Closed srikrbha closed 2 years ago
Could you try to add option --enable-threads
and remove limitations to number of threads altogether? Just let Python create as many threads as it wants to.
I suspect, you might be hitting "20 threads" limit due to WebSocket client background activity.
PyEXASOL uses only 1 extra thread to monitor the execution status of SQL query. But WebSockets require a lot of threads to read / write asynchronously, check timeouts and send / receive PING / PONG frames.
@littleK0i The original uwsgi.ini
file that I used had --enable-threads
. But one question, any reason why a sub-process is facing the thread limit? Shouldn't it be out of the limits set by uwsgi? Or is it because it inherits more than just the env vars and the sockets?
Note: The subprocess was spawned using the python subprocess
module with the uwsgi server process being the parent process.
Well, technically when you create a new process in Linux, it "forks" and child inherits everything from parent. It includes all sockets, threads, resources, memory, almost everything. So I would not be surprised if thread limits are inherited as well.
Did it help to remove the limit?
I was thinking about creating a second implementation for HTTP transport, using threads only. No subprocess, no forking.
Removing the thread limit did work, but, we want to keep it since in our case we have limited cpus allocated to the server spawned and we want to limit the threads spawned to prevent any contention. On that note, within the same server process, we do have other thread pools that run as well, but they have never had any such problems. Or could it be that they didn't have any problems as they aren't contending for any sockets?
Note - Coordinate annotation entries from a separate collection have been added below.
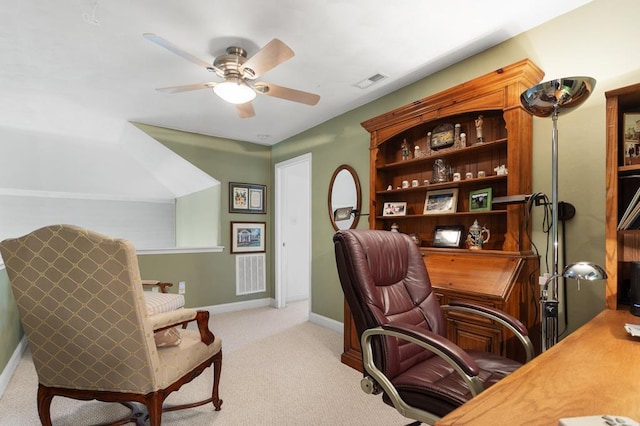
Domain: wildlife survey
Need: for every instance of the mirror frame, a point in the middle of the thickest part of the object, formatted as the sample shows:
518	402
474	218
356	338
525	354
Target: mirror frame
358	206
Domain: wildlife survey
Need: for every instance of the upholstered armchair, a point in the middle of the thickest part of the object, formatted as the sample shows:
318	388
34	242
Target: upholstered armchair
81	304
405	350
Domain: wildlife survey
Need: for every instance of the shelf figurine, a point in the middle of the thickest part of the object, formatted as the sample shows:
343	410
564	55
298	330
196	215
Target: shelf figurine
479	122
475	239
405	150
456	135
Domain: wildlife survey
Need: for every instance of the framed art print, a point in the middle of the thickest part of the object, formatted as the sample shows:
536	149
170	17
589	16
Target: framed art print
448	236
394	209
247	237
247	198
442	201
480	200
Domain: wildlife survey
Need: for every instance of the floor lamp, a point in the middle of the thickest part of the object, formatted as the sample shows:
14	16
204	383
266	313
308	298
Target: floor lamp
550	99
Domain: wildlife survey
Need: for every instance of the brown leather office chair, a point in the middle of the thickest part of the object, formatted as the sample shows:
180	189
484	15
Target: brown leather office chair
90	333
402	329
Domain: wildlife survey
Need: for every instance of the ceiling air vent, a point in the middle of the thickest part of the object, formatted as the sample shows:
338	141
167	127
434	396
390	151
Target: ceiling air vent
371	80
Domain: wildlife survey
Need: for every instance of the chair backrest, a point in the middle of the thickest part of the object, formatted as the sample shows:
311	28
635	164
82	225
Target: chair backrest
80	302
384	280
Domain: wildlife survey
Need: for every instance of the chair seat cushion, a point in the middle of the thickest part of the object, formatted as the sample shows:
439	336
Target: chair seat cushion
436	387
158	303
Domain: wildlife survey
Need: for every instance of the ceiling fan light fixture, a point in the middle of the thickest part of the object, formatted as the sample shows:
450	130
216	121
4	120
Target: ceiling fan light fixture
235	91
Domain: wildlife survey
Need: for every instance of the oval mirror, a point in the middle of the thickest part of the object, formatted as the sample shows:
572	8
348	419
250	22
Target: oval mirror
344	198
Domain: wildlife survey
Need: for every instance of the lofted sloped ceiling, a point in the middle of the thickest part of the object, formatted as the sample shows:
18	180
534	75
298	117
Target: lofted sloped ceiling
82	67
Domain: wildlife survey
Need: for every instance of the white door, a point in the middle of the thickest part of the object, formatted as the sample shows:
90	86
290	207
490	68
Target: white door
293	230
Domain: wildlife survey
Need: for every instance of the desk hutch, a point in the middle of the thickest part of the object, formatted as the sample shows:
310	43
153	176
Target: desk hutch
504	273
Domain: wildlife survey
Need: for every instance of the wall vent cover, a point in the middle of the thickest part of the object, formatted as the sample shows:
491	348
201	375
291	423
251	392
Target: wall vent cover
250	274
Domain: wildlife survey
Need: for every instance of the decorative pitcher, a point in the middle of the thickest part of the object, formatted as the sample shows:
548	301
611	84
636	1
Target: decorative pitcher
478	236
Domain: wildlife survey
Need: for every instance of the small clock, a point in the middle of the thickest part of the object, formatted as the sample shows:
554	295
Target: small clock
442	136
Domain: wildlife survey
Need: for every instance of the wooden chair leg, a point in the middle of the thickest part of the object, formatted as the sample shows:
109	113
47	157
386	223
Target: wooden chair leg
44	405
154	408
217	368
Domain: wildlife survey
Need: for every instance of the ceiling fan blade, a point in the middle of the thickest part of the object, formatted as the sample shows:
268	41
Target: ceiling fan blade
245	110
187	87
271	55
178	51
287	93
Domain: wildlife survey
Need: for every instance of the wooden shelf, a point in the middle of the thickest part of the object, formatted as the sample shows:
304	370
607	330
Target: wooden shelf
499	277
621	247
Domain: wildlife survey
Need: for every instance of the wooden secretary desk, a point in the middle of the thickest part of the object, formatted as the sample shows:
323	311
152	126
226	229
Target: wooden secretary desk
502	275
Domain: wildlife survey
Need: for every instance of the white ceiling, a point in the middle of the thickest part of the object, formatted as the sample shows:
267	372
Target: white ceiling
82	67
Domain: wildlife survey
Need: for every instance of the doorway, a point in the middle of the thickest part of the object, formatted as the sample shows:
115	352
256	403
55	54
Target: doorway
293	230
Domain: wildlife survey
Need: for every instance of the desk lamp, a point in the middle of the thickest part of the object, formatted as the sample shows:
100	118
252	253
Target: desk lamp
553	98
549	300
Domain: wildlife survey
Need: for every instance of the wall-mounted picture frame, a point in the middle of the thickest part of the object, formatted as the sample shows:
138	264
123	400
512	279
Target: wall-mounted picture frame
394	209
631	137
247	198
441	201
248	237
480	200
448	236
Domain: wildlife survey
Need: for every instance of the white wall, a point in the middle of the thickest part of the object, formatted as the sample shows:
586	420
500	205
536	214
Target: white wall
126	188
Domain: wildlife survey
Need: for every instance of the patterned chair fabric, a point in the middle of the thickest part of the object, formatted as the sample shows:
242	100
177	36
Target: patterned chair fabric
84	314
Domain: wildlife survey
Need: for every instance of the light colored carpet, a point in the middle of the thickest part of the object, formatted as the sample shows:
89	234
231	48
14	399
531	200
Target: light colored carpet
277	369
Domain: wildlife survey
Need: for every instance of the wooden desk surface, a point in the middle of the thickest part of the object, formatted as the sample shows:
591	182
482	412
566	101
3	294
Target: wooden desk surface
595	370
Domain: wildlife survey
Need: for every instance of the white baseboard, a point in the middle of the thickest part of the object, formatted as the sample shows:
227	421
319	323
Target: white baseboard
323	321
239	306
10	368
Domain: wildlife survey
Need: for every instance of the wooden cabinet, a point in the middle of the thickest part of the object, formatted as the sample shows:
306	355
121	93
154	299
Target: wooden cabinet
622	182
502	274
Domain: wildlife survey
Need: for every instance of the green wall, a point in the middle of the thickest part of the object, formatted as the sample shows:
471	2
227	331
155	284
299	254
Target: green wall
10	329
210	277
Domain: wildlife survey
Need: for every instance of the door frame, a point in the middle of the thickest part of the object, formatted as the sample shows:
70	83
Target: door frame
280	294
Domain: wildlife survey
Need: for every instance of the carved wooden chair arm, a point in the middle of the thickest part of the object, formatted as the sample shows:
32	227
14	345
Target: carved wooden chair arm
508	321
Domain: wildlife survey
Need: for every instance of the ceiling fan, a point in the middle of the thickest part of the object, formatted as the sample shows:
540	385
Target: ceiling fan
239	74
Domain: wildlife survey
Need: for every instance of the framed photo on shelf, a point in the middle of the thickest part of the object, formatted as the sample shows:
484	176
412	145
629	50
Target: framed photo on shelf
442	201
394	209
480	200
449	236
631	138
247	237
247	198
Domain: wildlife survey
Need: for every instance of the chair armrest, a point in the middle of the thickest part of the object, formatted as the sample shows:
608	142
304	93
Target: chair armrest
508	321
457	358
171	318
155	283
183	317
442	347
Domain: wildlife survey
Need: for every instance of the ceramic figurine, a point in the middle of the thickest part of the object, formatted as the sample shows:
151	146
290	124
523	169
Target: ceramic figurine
405	150
475	239
479	123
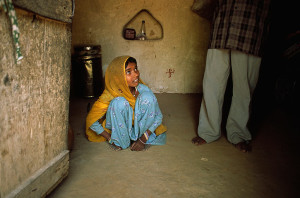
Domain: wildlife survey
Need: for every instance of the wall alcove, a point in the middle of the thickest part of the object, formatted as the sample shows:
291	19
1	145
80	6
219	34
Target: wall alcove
153	28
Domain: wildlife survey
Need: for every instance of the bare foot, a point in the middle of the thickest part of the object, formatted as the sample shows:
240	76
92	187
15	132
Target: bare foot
137	145
243	146
115	147
198	141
On that note, to rephrase the problem, what I have been observing from the logs is that the HTTP transport thread that communicates with exasol does get created, but, the thread gets stuck at exception handling and joining.
Note: Just noticed that I didn't give you any logs from one of my tries. Big mistake on my part! Here it is: PyEXASOL_20210909_035721_897429.log
I have a theory.
Maybe it gets stuck because it is unable to terminate subprocess due to this behaviour: https://uwsgi-docs.readthedocs.io/en/latest/ThingsToKnow.html
Till uWSGI 2.1, by default, sending the SIGTERM signal to uWSGI means “brutally reload the stack” while the convention is to shut an application down on SIGTERM. To shutdown uWSGI use SIGINT or SIGQUIT instead. If you absolutely can not live with uWSGI being so disrespectful towards SIGTERM, by all means enable the die-on-term option. Fortunately, this bad choice has been fixed in uWSGI 2.1
PyEXASOL uses .terminate
to send SIGTERM and stop the subprocess listening to data stream from EXPORT. If uwsgi overloads signal handlers for SIGTERM, it might be inherited by subprocess.
You may test it by replacing .terminate()
call with .kill()
here: https://github.com/badoo/pyexasol/blob/master/pyexasol/http_transport.py#L269
@littleK0i Thanks for the info. Will check and get back.
@littleK0i You were right with your theory, .kill()
indeed works. @srikrbha tested the uWSGI flag die-on-term
as well, however this did not work. Is there anything that speaks against exchanging .terminate()
with kill()
?
It's possible to swap it with .kill()
, but it's definitely not the best practice when we can terminate normally.
Could you try to reset SIGTERM signal handler to default? In order to do so, please the following code add after this line: https://github.com/badoo/pyexasol/blob/master/pyexasol_utils/http_transport.py#L236
import signal
signal.signal(signal.SIGTERM,signal.SIG_DFL)
It should reset signal handler to default, unless uWSGI added even more weirdness.
@daschnerm , @srikrbha
Indeed, child process inherits signals of parent process by design.
I've added reset of signal handler in 0.21.1
. It should fix this specific problem.
Code: https://github.com/badoo/pyexasol/commit/7d2921456c740e755f5e96dc9a14dec8babc9713
@srikrbha , @daschnerm , If it is still relevant, please try to use pyexasol latest version (0.23.1+
) with uWSGI.
HTTP transport was fully reworked to use threads instead of child processes. Subprocesses are no longer started. sys.executable
, signal handling and many other problems should be resolved automatically.
We may see some new unforeseen problems related specifically to threads, but it is unlikely.
Thank you.
@srikrbha, @daschnerm: the last message from @littleK0i suggests that this ticket can be closed, right?
Closing ticket. No further feedback. Should be solved.
After making a custom build of py-exasol while adding changes to
sys.executable
(changes in repo: https://github.com/daschnerm/pyexasol/tree/master, based on discussion in issue: https://github.com/badoo/pyexasol/issues/73), we see that a subprocess spawned from the uwsgi server gets stuck while raising anExaQueryError
after callingexport_to_pandas
function. This problem is observed when we use thethreads = x
setting in uwsgi to limit the number of worker threads that get spawned by uwsgi.Sample repro repro.tar.gz:
subprocess_check.py
add the necessary exasol credentials and make sure that the internal query tries to access an inexistent table in the database.In case you need exasol logs, you can build the exasol from the following branch of the repo instead for debugging: https://github.com/daschnerm/pyexasol/tree/debugging.